Wednesday, June 11, 2025

Learning at an ACE School

I recently came across a clipping from the 80s, a report I did for the local newspaper, the Otago Daily Times. I was working as an assistant pastor at the Assembly of God church in Dunedin at that time, and the church had opened an ACE School for its children. ACE : Accelerated Christian Education. This brief report on how the children learned gives some idea of their daily work.  

At one Dunedin school the pupils decide how much work they are going to do each day.

Children attending the Assembly of God Christian School, in South Dunedin, set their own goals by writing down how many pages of work they expect to complete each day.

They learn five subjects and if they do not complete the amount of work they set themselves then they have to finish it at home that night.

Most of the time, however, they get through this work in about two hours, and that leaves the rest of the day for sport, art, reading and writing stories, music and projects.

Children work at their own pace: in fact their workbooks are called Paces.

That means they do not have to worry about someone else being able to do their maths faster than them, and they do not need to worry if other children can spell better.

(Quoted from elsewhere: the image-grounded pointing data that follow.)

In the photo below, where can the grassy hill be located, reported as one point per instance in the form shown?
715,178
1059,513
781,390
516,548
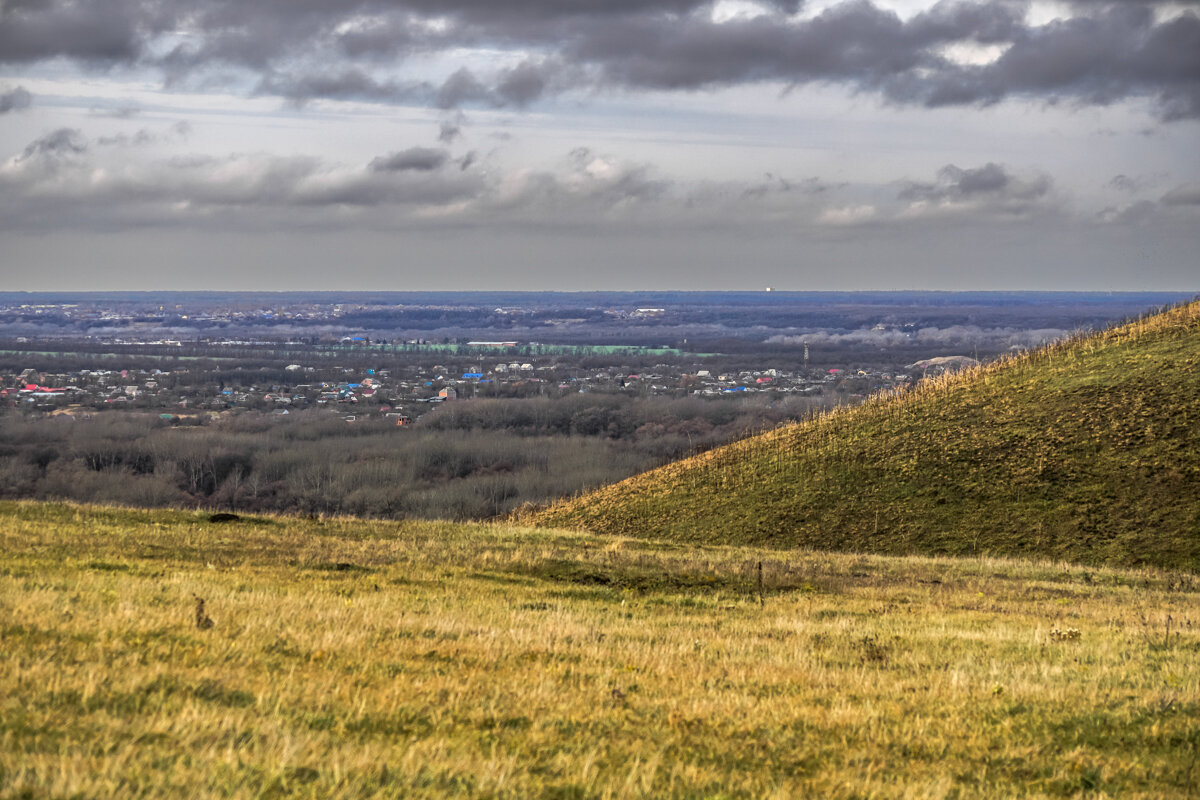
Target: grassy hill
1087,450
367,659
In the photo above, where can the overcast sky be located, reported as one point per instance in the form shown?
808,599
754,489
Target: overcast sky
599,144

Each child works through a few pages out of each of their five Paces each day – when these are revision Paces, the children find they can go faster if they want.

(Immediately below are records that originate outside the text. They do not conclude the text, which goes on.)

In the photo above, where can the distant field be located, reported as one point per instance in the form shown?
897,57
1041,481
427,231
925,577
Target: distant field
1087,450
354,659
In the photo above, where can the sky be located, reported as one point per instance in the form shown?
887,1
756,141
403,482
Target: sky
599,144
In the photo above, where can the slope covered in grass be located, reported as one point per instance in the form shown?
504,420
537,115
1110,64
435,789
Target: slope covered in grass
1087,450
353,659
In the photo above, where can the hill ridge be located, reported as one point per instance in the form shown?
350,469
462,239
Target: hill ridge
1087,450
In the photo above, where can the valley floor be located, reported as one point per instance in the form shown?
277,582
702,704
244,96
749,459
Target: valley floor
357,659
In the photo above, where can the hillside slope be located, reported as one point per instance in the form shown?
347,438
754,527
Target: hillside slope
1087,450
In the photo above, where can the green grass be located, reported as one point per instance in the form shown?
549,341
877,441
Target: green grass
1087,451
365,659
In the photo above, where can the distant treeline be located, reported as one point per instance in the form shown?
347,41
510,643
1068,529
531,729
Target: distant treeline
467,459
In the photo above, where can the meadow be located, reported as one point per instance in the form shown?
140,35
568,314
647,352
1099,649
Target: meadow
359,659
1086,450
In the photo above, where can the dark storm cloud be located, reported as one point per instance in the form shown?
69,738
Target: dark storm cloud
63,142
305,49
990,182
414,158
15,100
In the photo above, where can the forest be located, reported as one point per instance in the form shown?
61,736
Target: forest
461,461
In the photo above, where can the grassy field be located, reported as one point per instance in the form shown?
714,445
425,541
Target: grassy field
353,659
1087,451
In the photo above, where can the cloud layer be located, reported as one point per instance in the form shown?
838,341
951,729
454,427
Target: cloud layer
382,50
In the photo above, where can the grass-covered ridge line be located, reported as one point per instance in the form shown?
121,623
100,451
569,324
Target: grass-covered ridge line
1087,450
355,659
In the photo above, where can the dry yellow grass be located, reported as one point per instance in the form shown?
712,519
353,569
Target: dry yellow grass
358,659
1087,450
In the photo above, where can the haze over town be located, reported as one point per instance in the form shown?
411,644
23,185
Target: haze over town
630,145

There are five core subjects; English and word-building (which work on spelling and grammar), science, social studies, and maths.

The children may have to do two or three tests every two weeks and will be expected to get at least 80 percent in each test, or else do the whole Pace again.

The good news is that children have every chance of success if they did the work throughout the Pace in a careful way.

In fact, it is normal for the children to get more than 90 percent regularly – often 100 percent – and very rare that they have to repeat a Pace.

The children even correct their own work, most of the time, from special answer books, and cannot go on until each section is right.

You might think that it would be easy to cheat, but remember when children do a test they have to know the work – or repeat it!

What does the teacher do during all this time?

She is kept very busy: even though most of the work is explained in the Pace, the children still need to read sections of their Paces aloud to the teacher, and to  have help with things they do not understand.